二太太如同被泼了一头冷水,顿时没了精力:“那如何办,总不能把这奉上门来的买卖推出去吧?”
难怪尤家嫂子要来找她帮手了。
渔民们也说得清楚,他们全村的人都在等着这些银子,只要有人肯要,他们还能再便宜几百两。
常常想起来,她就心疼得睡不着觉,乃至于现在只要听到“海味”两个字,二太太的心就砰砰直跳。
她又问:“老爷,这批货比起我们从杭州进的可便宜?”
没过一会儿,安海就小跑着出去,霍柔风屏退了身边奉侍的,问道:“定海那边安排得如何了?”
“老爷,那如何办?要不把货退了?用这些货顶上?”她问道。
二太太把尤家送来的货票据拿给他看,霍子兴只看了几眼就从床上坐起家来,问道:“那卖货的渔民呢?”
五千两啊!
二太太在内心把尤家骂得狗血喷头,但是骂归骂,面对一笔红利,她只能忍了。
长房的三家人内里,只要小二房的四个儿子都是嫡出,既是嫡出,开消花用以及娶妻场面自是少不了的,跟着四个儿子越来越大,二太太想银子都将近想疯了。
三成?
采芹走到霍柔风身边,低声说道:“长房的三奶奶回了娘家,二老爷派了他身边最得力的常胜去了定海。

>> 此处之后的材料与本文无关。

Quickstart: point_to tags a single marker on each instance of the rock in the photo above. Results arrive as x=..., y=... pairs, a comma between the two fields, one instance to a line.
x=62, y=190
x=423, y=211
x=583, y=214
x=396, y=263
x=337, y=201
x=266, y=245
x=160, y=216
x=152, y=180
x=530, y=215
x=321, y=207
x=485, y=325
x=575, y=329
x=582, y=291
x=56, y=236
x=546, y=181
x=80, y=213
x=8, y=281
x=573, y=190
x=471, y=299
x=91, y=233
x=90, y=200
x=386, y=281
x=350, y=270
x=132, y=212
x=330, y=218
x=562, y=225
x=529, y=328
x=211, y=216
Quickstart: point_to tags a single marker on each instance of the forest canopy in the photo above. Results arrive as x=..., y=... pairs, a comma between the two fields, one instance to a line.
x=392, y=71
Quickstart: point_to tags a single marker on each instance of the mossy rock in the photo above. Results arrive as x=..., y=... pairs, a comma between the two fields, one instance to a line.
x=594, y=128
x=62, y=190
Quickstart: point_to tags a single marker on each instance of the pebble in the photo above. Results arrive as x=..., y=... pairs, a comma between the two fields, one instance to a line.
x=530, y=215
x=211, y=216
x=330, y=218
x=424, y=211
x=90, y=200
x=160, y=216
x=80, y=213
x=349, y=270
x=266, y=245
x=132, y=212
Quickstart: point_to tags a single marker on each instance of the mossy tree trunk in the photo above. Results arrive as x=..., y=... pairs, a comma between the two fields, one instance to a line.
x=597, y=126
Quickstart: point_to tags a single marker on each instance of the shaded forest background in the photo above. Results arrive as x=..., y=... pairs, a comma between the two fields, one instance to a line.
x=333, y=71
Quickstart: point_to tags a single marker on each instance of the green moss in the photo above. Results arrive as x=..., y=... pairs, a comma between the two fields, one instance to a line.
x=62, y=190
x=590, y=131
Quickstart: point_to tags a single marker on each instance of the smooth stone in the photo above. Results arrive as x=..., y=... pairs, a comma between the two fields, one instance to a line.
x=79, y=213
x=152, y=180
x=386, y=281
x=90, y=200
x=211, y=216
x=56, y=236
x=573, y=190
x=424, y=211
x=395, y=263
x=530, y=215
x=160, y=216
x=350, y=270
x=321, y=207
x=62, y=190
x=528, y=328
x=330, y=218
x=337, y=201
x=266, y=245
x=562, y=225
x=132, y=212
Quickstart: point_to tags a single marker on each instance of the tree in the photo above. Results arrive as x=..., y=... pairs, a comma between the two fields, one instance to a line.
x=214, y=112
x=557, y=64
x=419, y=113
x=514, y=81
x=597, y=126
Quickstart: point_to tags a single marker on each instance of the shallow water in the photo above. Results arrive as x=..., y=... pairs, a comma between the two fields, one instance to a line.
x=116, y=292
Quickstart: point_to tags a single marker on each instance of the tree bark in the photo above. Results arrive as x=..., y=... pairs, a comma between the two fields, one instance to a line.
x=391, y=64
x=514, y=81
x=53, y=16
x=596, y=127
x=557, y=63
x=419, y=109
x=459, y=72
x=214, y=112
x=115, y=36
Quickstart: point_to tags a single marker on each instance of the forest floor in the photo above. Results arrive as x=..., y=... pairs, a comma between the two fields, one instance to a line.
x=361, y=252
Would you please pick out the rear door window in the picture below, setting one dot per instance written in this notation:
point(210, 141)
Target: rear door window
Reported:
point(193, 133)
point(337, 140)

”
这阵子霍子兴为了攀附彭城伯府,少不得要办理鲁家,这才有了入股的机遇,现在银子流水般花出来,不但卖了两间旺铺,连那一千亩水田也脱手了,即便如此,还欠着各家海味铺子很多银子。
霍子兴瞪她一眼,道:“妇人之见,那些货都已经和鲁老爷劈面点过,也给王家三爷写信畴昔了,如何能换?再说这会儿已经装船了。”
二太太心跳个不断,急仓促去找霍子兴,可霍子兴正在忙着进京的事,又去了鲁家。
二太太找识字的婆子看了,代价的确便宜,这么多货也只要五千两银子罢了。
尤家嫂子也想从中赚一份钱,这才来找她的。
二太太的脑筋转得缓慢,如果由她出面找霍柔云,霍柔云是做大买卖的,不会在乎一丁半点的小买卖,说不定驳不开面子,把这些货全都收了呢?
采荷笑道:“是庄子里送来给九爷尝鲜的。”
安海道:“九爷放心,小的找的那两小我是货真价实的定海渔户,只是他们兄弟早就离了小岛出来混日子了,定海又不是只要一个渔村,他们兄弟是地头蛇,早就把那边的事情安排安妥,常胜一上船就有人策应,不会有任何差池。”
霍子兴沉吟不语,很久才道:“已经装船的货是不能换了,但是我们却能把这批货卖给大丫头,不可,这件事要慎重,你好好教教老三媳妇,让她不管如何也要把她娘家稳住,她既然嫁进我们家,就是霍家人,不能总想着娘家。”
她想起了尤家,尤家连一两银子都不肯借给她啊,现在两个渔民就在尤家,如果尤家本身把这批货收了,说不定也能转手卖出去呢,即便不卖给永丰号,卖给那些酒楼也行啊。
二太太越想越感觉可行,看着三奶奶的目光也驯良起来,她问道:“你大mm固然是做大买卖的,可不管如何也还是未出阁的女人,这买卖上的事,还是我们女眷找她最合适,你让亲家嫂子把那两个渔民带到咱家来,总要问问清楚,我也好去找你大mm说去。”
二太太粗粗预算,五万两银子的三成绩是一万五千两。